Lately, we've seen a significant rise in articles casting doubt on the utility of Large Language Models (LLMs) like ChatGPT for specific tasks. These articles tend to anchor their conclusions on isolated experiments, generally an inadequate and potentially misleading approach due to the intrinsic randomness characterizing the outputs of LLMs. Instead, it's crucial this evaluation doesn't rely on a solitary experiment. Multiple trials and a deep understanding of the probabilities involved in different outcomes can provide a much more accurate reflection of LLMs' overall performance.

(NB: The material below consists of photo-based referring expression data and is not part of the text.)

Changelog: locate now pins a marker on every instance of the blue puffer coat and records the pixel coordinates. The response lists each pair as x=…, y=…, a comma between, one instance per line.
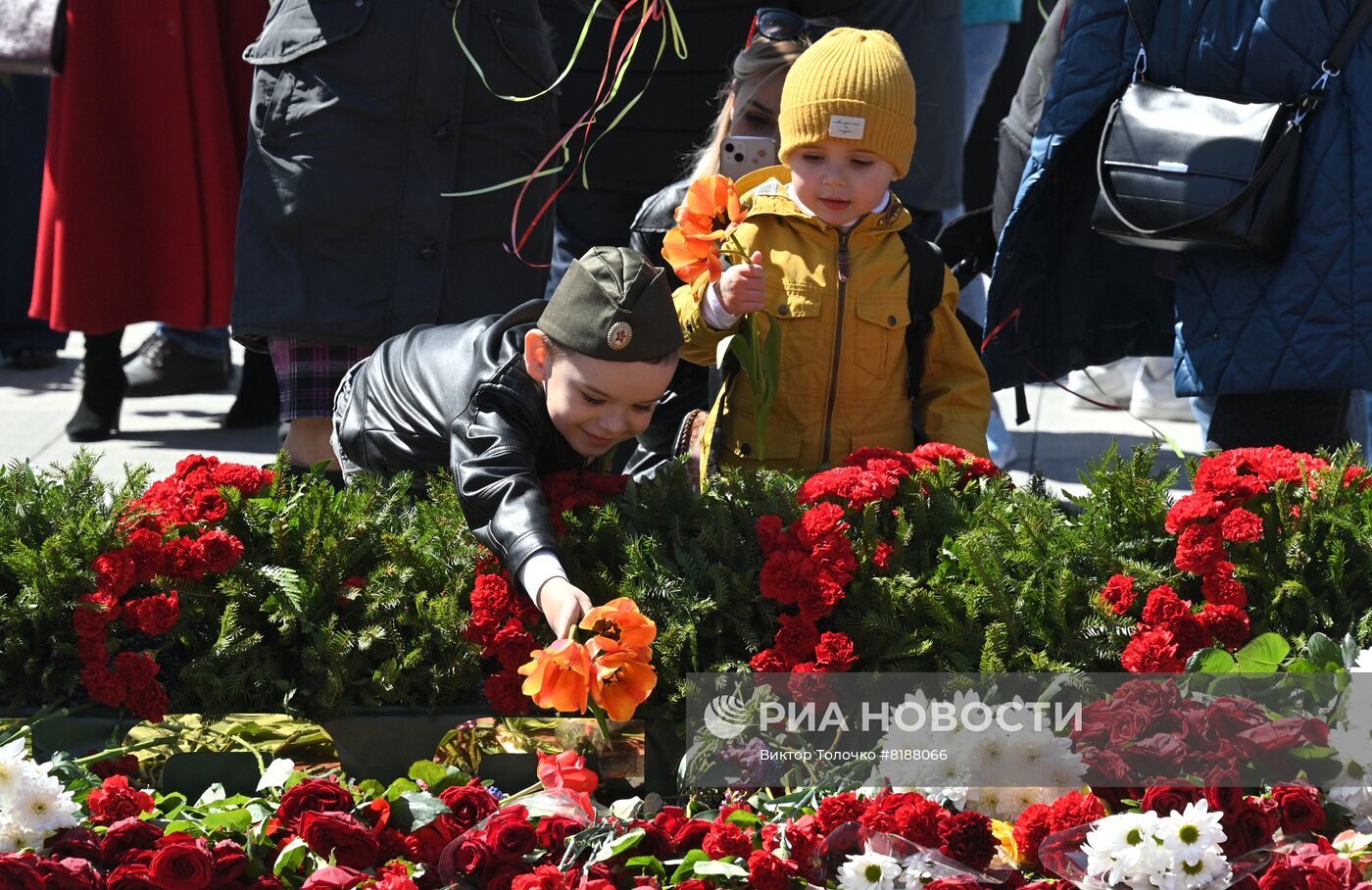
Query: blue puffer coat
x=1062, y=296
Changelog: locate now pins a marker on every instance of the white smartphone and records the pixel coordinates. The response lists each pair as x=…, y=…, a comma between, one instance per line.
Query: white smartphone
x=744, y=154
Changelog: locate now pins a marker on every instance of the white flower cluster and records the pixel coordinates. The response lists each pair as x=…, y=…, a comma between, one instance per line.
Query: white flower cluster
x=1150, y=852
x=1353, y=742
x=983, y=766
x=880, y=871
x=33, y=804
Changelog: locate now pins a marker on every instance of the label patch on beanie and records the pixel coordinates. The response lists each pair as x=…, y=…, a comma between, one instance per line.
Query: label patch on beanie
x=843, y=126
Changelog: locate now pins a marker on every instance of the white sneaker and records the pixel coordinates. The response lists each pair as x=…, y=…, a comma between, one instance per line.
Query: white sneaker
x=1111, y=384
x=1154, y=392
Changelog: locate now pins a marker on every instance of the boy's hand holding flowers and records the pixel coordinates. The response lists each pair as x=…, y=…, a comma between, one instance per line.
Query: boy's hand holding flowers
x=743, y=288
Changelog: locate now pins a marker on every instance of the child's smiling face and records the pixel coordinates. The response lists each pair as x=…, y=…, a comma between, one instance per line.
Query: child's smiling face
x=837, y=181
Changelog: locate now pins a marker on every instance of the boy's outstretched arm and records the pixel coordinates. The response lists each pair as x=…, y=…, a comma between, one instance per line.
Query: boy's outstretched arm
x=954, y=391
x=493, y=460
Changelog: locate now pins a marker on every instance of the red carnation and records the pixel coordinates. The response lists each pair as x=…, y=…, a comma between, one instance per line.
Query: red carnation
x=1118, y=593
x=116, y=800
x=220, y=550
x=1152, y=652
x=1227, y=624
x=158, y=614
x=727, y=839
x=966, y=837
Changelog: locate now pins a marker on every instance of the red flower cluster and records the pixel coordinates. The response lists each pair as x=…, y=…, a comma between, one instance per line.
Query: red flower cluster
x=501, y=625
x=1148, y=732
x=171, y=536
x=870, y=474
x=569, y=490
x=807, y=567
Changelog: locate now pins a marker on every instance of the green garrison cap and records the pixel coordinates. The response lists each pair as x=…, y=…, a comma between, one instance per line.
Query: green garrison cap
x=614, y=305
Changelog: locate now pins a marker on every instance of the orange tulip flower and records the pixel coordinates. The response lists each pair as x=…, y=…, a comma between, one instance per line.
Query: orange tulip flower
x=621, y=680
x=559, y=676
x=619, y=621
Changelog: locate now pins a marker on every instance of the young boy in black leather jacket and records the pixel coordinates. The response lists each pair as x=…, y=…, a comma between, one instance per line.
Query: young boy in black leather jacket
x=505, y=399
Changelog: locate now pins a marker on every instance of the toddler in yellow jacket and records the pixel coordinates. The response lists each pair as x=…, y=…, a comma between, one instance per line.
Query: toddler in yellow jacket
x=827, y=265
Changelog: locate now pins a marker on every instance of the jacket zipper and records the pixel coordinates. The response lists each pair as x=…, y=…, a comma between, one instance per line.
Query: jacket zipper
x=839, y=340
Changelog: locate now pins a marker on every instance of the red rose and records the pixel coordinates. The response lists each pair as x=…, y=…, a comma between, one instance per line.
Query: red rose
x=127, y=835
x=545, y=878
x=553, y=832
x=1300, y=808
x=1163, y=800
x=230, y=860
x=116, y=800
x=342, y=835
x=511, y=837
x=469, y=803
x=333, y=878
x=768, y=872
x=1118, y=593
x=727, y=839
x=158, y=614
x=103, y=684
x=318, y=796
x=74, y=842
x=69, y=873
x=116, y=572
x=148, y=703
x=182, y=865
x=130, y=876
x=966, y=837
x=565, y=770
x=220, y=550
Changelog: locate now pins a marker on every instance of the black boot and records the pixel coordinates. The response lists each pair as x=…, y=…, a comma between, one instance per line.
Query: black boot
x=102, y=391
x=260, y=399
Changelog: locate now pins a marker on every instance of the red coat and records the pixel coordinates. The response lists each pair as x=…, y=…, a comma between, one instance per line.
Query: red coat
x=146, y=146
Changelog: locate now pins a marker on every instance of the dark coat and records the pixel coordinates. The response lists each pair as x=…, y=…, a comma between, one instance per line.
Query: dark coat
x=459, y=395
x=1063, y=298
x=364, y=114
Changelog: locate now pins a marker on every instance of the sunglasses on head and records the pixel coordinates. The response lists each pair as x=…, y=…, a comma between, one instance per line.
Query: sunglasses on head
x=772, y=24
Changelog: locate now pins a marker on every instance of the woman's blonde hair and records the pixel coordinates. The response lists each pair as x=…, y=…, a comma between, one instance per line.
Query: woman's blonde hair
x=752, y=68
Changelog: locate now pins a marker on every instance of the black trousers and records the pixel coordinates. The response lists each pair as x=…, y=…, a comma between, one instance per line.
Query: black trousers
x=1302, y=420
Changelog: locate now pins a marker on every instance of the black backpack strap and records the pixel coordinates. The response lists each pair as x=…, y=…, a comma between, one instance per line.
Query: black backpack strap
x=926, y=277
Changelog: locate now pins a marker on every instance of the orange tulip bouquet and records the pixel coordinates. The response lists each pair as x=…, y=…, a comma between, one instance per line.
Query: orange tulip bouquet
x=611, y=673
x=696, y=251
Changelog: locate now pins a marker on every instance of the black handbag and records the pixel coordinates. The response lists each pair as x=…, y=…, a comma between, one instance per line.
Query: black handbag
x=1193, y=172
x=31, y=36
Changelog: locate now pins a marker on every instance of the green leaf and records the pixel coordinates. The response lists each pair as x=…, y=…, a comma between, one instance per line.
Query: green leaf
x=688, y=866
x=1262, y=655
x=1324, y=652
x=416, y=810
x=1210, y=660
x=291, y=856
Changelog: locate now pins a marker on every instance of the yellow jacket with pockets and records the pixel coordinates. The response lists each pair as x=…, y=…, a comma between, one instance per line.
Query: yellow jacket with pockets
x=843, y=303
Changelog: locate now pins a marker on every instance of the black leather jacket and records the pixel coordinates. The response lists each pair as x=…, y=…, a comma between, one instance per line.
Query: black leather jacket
x=460, y=395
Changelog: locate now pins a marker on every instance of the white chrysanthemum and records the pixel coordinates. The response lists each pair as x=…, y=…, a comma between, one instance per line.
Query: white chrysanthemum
x=16, y=838
x=868, y=871
x=1194, y=832
x=43, y=805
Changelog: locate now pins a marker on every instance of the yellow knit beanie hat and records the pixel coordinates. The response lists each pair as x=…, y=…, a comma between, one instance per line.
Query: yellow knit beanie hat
x=851, y=85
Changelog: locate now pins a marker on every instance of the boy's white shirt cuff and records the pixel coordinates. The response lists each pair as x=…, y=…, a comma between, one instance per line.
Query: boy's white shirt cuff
x=538, y=569
x=713, y=310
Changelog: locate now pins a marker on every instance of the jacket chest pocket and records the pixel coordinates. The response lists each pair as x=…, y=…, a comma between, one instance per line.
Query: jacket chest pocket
x=799, y=312
x=880, y=335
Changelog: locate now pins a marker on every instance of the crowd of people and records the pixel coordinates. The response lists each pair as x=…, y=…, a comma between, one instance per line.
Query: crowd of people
x=353, y=199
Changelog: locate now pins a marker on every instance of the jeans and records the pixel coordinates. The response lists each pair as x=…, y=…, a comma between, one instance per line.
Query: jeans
x=203, y=343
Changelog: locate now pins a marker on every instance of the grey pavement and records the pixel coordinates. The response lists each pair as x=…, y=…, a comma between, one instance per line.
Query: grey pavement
x=1058, y=440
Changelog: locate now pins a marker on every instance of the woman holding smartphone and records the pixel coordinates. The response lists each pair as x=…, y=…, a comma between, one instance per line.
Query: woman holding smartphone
x=741, y=139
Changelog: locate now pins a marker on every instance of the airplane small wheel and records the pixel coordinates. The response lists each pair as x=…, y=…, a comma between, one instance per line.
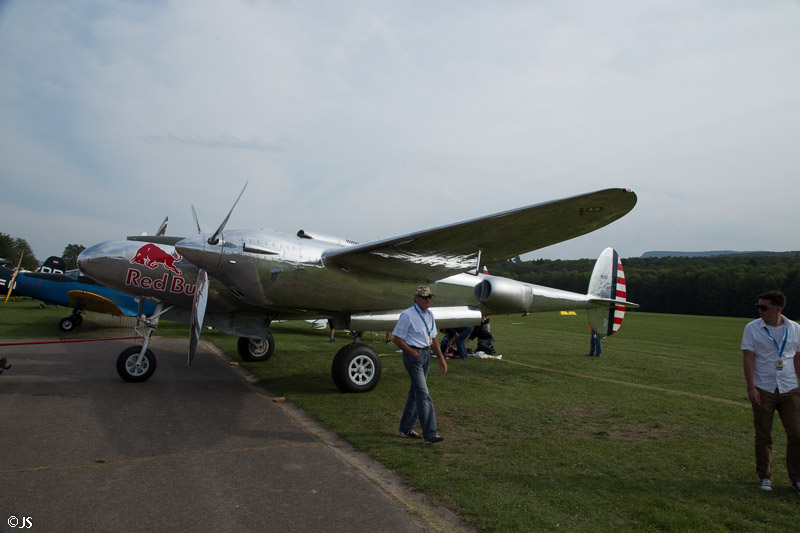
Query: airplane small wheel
x=256, y=350
x=129, y=371
x=356, y=368
x=68, y=324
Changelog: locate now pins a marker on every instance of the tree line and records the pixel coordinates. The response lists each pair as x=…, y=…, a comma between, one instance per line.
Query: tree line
x=12, y=248
x=724, y=285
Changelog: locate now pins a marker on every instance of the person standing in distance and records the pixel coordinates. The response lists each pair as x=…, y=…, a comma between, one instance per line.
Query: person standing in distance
x=415, y=334
x=771, y=367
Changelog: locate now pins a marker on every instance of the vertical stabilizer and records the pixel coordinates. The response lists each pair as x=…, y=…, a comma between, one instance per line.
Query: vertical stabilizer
x=607, y=283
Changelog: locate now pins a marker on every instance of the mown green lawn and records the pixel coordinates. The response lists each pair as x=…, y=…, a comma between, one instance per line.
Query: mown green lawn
x=653, y=436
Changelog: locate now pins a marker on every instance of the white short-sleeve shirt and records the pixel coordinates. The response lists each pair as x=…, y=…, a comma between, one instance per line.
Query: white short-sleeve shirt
x=773, y=369
x=416, y=328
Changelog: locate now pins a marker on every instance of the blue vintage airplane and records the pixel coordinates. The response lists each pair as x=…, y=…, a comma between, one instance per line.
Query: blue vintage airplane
x=54, y=285
x=74, y=290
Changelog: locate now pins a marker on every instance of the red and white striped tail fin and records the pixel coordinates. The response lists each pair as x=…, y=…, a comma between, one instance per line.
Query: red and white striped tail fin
x=608, y=291
x=621, y=295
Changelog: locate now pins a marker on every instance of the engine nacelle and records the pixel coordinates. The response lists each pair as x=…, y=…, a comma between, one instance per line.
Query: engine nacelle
x=321, y=237
x=503, y=295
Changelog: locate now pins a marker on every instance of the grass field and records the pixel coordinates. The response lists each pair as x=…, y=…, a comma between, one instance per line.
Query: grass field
x=656, y=435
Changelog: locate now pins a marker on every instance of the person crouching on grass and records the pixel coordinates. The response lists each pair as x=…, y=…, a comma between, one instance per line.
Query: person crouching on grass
x=415, y=334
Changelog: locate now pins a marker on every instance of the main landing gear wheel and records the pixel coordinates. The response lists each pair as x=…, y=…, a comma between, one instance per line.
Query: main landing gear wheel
x=356, y=368
x=70, y=323
x=256, y=350
x=130, y=371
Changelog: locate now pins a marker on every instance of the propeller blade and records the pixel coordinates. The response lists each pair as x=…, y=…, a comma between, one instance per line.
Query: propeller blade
x=196, y=222
x=14, y=277
x=198, y=312
x=162, y=229
x=214, y=239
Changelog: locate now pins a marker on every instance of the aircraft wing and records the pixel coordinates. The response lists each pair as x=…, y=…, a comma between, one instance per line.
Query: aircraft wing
x=89, y=301
x=440, y=252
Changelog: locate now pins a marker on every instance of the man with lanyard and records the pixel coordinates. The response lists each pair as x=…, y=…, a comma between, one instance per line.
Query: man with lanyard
x=769, y=346
x=415, y=335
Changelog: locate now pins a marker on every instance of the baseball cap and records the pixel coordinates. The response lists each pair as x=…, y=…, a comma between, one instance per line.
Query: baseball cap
x=424, y=291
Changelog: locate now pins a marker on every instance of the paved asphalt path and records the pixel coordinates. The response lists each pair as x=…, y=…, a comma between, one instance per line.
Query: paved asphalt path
x=195, y=449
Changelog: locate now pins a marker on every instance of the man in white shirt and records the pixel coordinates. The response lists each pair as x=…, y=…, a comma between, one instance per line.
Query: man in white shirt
x=415, y=334
x=769, y=347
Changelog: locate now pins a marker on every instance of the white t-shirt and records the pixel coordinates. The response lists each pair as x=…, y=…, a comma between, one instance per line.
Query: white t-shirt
x=415, y=327
x=773, y=369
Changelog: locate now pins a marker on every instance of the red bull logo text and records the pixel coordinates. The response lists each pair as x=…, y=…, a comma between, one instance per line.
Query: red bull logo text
x=176, y=285
x=151, y=256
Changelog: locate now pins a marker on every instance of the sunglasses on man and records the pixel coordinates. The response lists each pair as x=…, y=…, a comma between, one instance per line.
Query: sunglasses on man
x=765, y=307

To shed light on the rampant misinterpretation issue, let's employ a practical approach using GPT 3.5. Imagine we prompt this model to complete the phrase "The Moon is made of." We'll use the text-davinci-003 model in the API playground, capping the output at just one token, and display the probabilities. This test exposes the variable nature of the model's results.

Screenshot of "The Moon Is Made of Rock" in the OpenAI Playground

The ability of GPT's completion models to display the probabilities for each potential word in a completion is a compelling argument against relying on single experiments for the evaluation of these models. A look at the screenshot highlights that, interestingly, the model selects the word "cheese" to complete the sentence for around 48% of the attempts, conversely choosing "rock" a mere 32% of the time.

Let's consider "Green," which pops up 4% of the time, but almost invariably leads to the word "cheese." This situation creates an amusingly erroneous scenario where over half of the sentence completions would have us sending a team of Ritz Cracker-wielding astronauts to the Moon to harvest this spurious dairy product. It's a humorous illustration but underscores the point – multiple output examination is crucial when working with LLMs.

While the previous example demonstrated the frequent but incorrect outcome ("Cheese"), this issue may also arise with outcomes that are technically correct. For example, when we query "The president in 2017 was", the model answers with "Donald" in 76% of cases and "Barack" in 17% of cases. This discrepancy is likely due to Trump's inauguration taking place on January 20th, 2017.

Every word in the output can have this sort of problem. This isn't exactly controversial; it's simply how LLMs work. However, it does show that drawing conclusions from a single conversation without multiple tests can be misleading.

To carry out more accurate experiments, you can use the playground and API tools to tweak settings like temperature and top p, which influence the output's "spiciness". Remember, a little 'spiciness' can be fun, but too much can leave you reaching for a glass of milk to cool down. The same goes for LLM outputs. However, these options aren't available in the ChatGPT web UI that most users access, emphasizing the importance of multiple tests. Check out the OpenAI API docs for more information.

The Chat oriented models tend to return the correct result for the moon prompt, but in general this problem still presents often. Unfortunately the Chat versions of the models in the API do not show the probabilities of words to be able to give a good example of this.

When assessing the performance of ChatGPT or other LLMs, it's essential to remember that their outputs can be random, so conducting multiple tests gives a better understanding of their true abilities. Trusting single experiments can lead to wrong conclusions and weaken the analysis. So, whether you're reading or writing about LLMs, always double-check the experiments and make sure that several tests back up any claims made.

In conclusion, don't let your evaluation of LLMs be eclipsed by a single test – multiple tests are the key to a well-rounded understanding.